VIA WIKIMEDIA COMMONS
VIA WIKIMEDIA COMMONS
Lives
Dennis Adrian, an art historian who championed Chicago artists, has died. He contributed criticism to Artforum, ARTnews, and other publications, and helped organize the important 1979 exhibition “Who Chicago?: An Exhibition of Contemporary Imagists.” [Artforum]
The Italian painter Getulio Alviani, who was part of the Groupe de Recherche d’Arte Visuelle, which experimented with motion and sculpture, has died at 78. He designed the logo for Flash Art, and the magazine plans to pay tribute to him in an upcoming issue. [Flash Art]
Market
The Outsider Art Fair will launch a Basel satellite this summer. It will be on view at the same time as Art Basel, from June 13–17. [The New York Times]
A censorship controversy reportedly did not affect sales at this past weekend’s ARCOMadrid fair. A work by Jesus Rafael Soto was scooped up for €800,000, and the Reina Sofía Museum spent €224,480, adding works by Rosa Barba and Joachim Koester to its collection. [The Art Newspaper]
Peculiar Museum Visitors
New York state officials warned that, earlier this month, an Australian tourist infected with measles visited one of Manhattan’s most important art destinations: the Metropolitan Museum of Art. The risk of developing measles is low, however, which means out-of-towners can spend their time thinking about the museum’s new admissions policy instead of worrying about getting a disease. [New York Daily News]
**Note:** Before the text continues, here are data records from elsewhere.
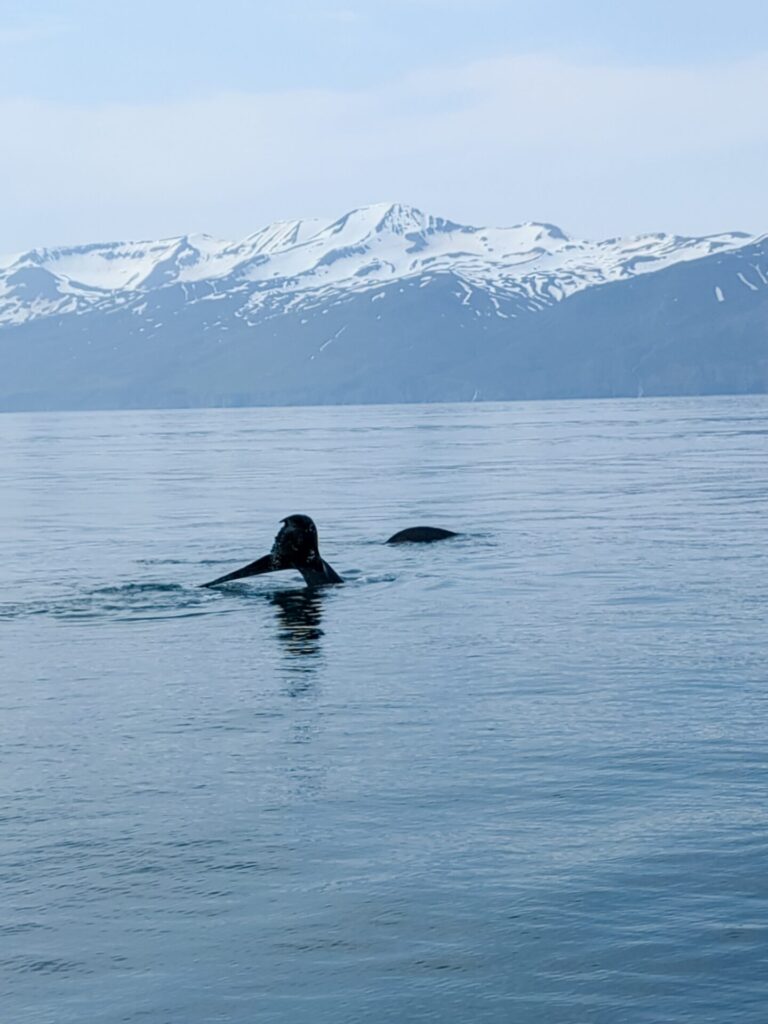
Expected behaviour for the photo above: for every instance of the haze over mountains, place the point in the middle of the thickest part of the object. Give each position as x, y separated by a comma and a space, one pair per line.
385, 304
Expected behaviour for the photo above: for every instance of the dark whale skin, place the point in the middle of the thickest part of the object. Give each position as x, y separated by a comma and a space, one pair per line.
295, 548
421, 535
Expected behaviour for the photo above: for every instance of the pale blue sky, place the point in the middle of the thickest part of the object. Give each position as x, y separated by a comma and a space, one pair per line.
159, 118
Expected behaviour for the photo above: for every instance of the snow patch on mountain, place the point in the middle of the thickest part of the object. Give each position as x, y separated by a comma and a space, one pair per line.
290, 264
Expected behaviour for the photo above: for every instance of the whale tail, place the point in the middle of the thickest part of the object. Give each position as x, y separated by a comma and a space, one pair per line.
261, 565
295, 548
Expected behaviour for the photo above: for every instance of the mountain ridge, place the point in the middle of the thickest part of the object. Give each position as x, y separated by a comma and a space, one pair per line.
384, 303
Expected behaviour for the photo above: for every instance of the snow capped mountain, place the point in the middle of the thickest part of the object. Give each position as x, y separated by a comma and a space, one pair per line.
384, 304
301, 262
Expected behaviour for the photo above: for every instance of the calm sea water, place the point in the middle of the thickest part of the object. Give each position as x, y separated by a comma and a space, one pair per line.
519, 776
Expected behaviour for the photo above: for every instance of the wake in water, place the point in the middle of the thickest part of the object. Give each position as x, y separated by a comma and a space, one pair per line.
146, 601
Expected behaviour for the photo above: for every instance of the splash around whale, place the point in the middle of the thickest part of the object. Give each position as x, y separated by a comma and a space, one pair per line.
296, 547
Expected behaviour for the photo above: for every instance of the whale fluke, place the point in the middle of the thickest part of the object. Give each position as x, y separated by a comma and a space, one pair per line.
421, 535
295, 548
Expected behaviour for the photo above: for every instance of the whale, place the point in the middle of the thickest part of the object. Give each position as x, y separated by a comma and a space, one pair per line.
421, 535
296, 547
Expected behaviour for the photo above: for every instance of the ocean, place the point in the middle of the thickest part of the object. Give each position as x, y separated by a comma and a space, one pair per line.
518, 776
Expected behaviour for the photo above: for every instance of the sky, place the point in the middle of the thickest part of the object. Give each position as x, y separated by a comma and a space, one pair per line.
156, 119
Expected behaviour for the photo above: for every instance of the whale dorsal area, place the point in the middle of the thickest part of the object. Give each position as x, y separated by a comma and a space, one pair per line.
421, 535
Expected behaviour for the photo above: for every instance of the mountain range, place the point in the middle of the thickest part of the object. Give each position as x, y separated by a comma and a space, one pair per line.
384, 304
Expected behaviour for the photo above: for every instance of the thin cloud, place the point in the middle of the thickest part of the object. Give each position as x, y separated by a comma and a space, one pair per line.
599, 150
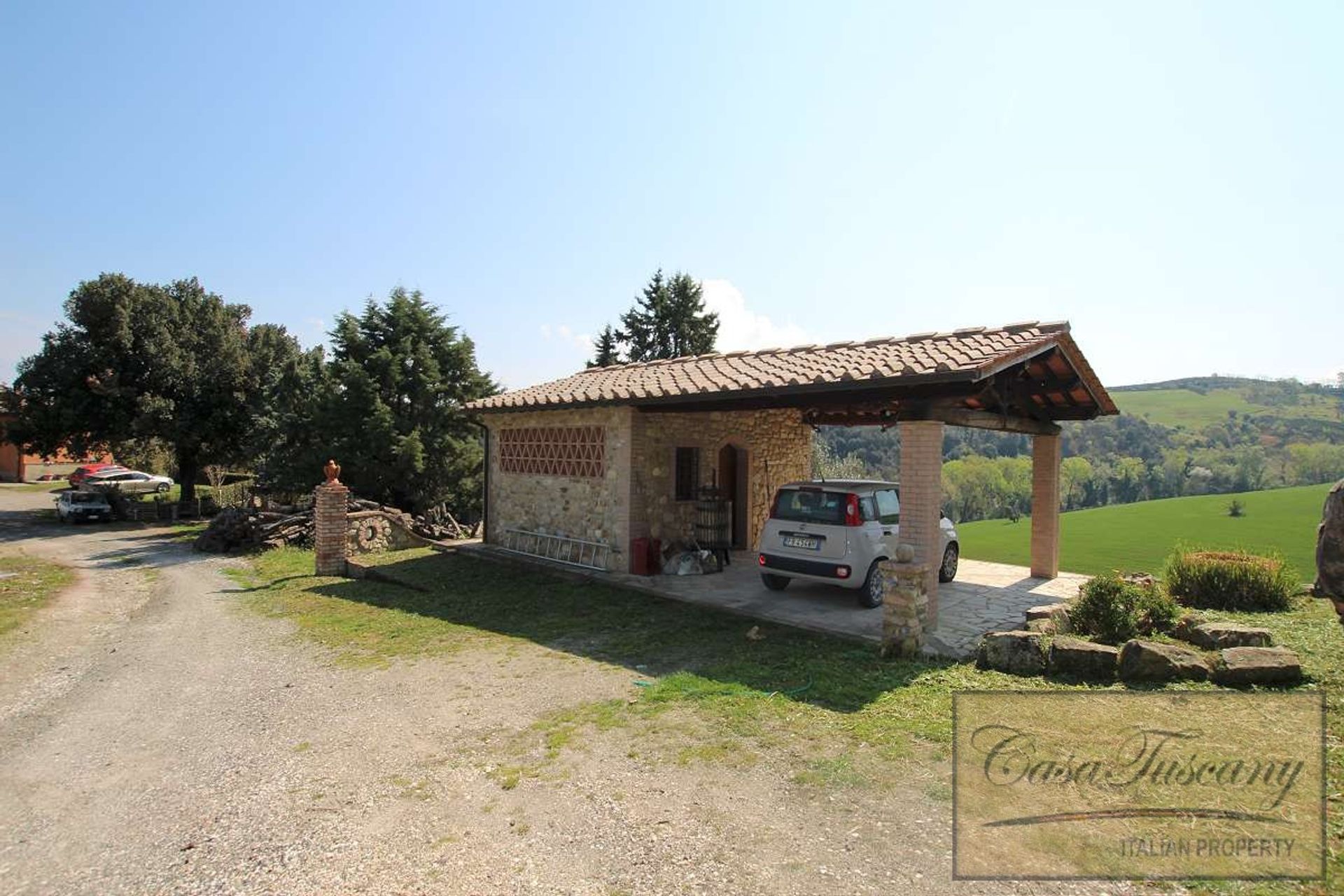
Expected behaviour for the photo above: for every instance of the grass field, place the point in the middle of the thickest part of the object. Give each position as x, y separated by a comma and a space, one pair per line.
26, 584
1190, 409
828, 708
1139, 536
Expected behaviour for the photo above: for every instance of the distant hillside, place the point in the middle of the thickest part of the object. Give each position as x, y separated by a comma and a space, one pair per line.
1209, 435
1140, 536
1199, 402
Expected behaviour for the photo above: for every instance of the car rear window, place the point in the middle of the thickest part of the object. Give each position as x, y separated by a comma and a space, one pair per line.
809, 505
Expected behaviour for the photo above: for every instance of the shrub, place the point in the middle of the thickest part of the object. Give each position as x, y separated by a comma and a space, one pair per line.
1231, 580
1112, 610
Robert Gentile, who is believed to be one of the few living people associated with the Isabella Stewart Gardner Museum case, is expected to face sentencing in a weapons case. He has pleaded guilty to owning firearms, which is illegal because he is a convicted felon, and he now faces three to six years in prison. [Fox News/Associated Press]
Emergent Sensibilities
It’s an ad agency, it’s an art collective, it’s . . . the Propeller Group! The New York Times profiles the Vietnamese artists’ collective, which is now the subject of its first-ever retrospective, at the San Jose Museum of Art in California. “A lot of topics most artists deal with, we can’t touch,” Tuan Andrew Nguyen, one of the group’s members, said of the collective’s slyly political work. [The New York Times]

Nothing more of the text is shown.